You may ask why not use glass paint instead. Unless you are sure that your glass is oven-safe or if you have the patience to wait for 21 days for the glass paint to air-dry then you may close this tab now. This is an alternative method that I found useful with my concerns.
- Textured glasses
- Paper roll
- PVA glue (that dries clear)
- Blue food color
- Skewer to stir
- Plastic cup
- Blue tea-light candle
- Flower cutter
- Little Bowl
- Candle wicks
Pour in glue equal to 1/3 of a regular size plastic cup. Add in two tablespoons of water to the glue for a smooth flow. To that mix in about 1-3 teaspoon of food color. The mixture here now would look somewhat sky blue but not to worry as it will eventually dry up to make for a darker shade
This step can turn into a real mess quickly. Make sure that you are in a protected area preferably with gloves on and tissue paper by your side. As, I later had to literally scrub off the stubborn stain with what I use for pans (yup that happened at least twice). Sit your glass on a sturdy paper roll (I had a long one cut into two). Slowly pour the glue mixture over the bottom rim of your glass and let it flow. You may notice that it doesn’t spread equally which is fine. Dab your skewer into some glue and fill the empty spaces as evenly as possible.
Twelve hours later, as the glue dries you will see a dark layer of blue shade form on the glass. (drying time depends on how thick the layer of glue was).
For the candle:
Melt 3-4 blue tea-light candles by heating them on a pan filled with water enough for the action. Pour it into a little bowl one by one with the wick on (I used the wicks from the tea-light candles) Let it cool down for 3-5 minutes and then take it to the freezer.
About 10-15 minutes later, when you are sure that the candle has turned solid. Gently push the flower cutter against it and remove to reveal the flower tea light candle.
What not to do:
I usually skip this section because most of the time things fall into the place in the first try. But this project took a couple of attempts to reach here.
- It is very easy to kill the color if you add too much color. The effect won’t be that of a stained glass rather solid which we could have done easily with acrylic/spray paint otherwise. If you are not sure, do make a small batch and try it onto a spare glass to see how it takes the color on.
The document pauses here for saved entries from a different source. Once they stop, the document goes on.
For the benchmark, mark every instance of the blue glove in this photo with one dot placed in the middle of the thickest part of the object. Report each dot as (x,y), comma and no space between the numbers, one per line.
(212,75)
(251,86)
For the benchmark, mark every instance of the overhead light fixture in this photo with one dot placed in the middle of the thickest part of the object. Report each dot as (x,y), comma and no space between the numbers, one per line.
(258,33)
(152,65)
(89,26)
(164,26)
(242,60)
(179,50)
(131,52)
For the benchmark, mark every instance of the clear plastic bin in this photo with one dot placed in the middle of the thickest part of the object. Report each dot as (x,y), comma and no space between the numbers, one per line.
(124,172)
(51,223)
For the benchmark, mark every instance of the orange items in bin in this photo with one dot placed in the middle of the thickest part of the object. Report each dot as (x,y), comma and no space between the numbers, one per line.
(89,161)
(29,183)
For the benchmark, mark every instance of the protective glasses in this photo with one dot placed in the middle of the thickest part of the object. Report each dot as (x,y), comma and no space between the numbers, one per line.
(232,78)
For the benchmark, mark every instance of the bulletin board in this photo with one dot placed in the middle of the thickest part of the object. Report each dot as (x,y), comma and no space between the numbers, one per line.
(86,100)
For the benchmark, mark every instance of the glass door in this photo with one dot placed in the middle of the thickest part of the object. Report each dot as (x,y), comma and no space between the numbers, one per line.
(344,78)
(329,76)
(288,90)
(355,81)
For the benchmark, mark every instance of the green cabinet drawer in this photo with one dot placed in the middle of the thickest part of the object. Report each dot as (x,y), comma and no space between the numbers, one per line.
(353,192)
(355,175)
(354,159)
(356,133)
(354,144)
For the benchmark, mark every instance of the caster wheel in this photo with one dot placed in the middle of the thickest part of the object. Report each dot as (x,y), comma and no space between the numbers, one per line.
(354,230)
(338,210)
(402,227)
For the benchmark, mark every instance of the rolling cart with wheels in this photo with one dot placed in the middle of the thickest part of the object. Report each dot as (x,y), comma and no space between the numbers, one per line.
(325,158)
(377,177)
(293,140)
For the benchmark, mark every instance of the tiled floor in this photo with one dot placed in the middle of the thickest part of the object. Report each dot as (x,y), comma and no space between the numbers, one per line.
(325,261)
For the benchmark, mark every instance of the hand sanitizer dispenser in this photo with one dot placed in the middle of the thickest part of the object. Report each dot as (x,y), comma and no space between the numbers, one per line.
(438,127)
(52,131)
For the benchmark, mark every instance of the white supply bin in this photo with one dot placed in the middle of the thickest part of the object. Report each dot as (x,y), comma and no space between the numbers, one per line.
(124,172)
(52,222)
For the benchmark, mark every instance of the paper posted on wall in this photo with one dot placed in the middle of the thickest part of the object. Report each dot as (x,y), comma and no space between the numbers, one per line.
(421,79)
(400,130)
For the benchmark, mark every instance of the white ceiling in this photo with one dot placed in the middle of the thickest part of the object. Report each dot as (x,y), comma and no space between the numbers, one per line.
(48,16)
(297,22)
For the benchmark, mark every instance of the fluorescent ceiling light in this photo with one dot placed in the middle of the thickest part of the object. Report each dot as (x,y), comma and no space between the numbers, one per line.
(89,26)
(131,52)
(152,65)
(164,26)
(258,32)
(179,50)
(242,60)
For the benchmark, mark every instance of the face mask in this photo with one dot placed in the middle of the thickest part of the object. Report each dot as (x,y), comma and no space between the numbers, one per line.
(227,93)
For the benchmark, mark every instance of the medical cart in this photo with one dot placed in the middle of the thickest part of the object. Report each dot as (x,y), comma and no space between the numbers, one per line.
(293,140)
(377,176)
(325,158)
- Make sure to use white glue that dries out transparent. Again using the wrong type of glue will give you a different result than you wished.
- Pour the glue at the exterior of the glass especially if you are using textured glass so they are covered as well for a complete look.
- Keep it away from water and you will be safe (as it will shrivel and release the color).
Unfortunately, I haven’t sourced liquid food colors in other shades of color I love which is why I have stuck to only blue. I absolutely adore these new stained candle votives. And I cannot wait to stain a few more for real. I have lit a tea-light candle inside of the votive and I am happy to say it works fine.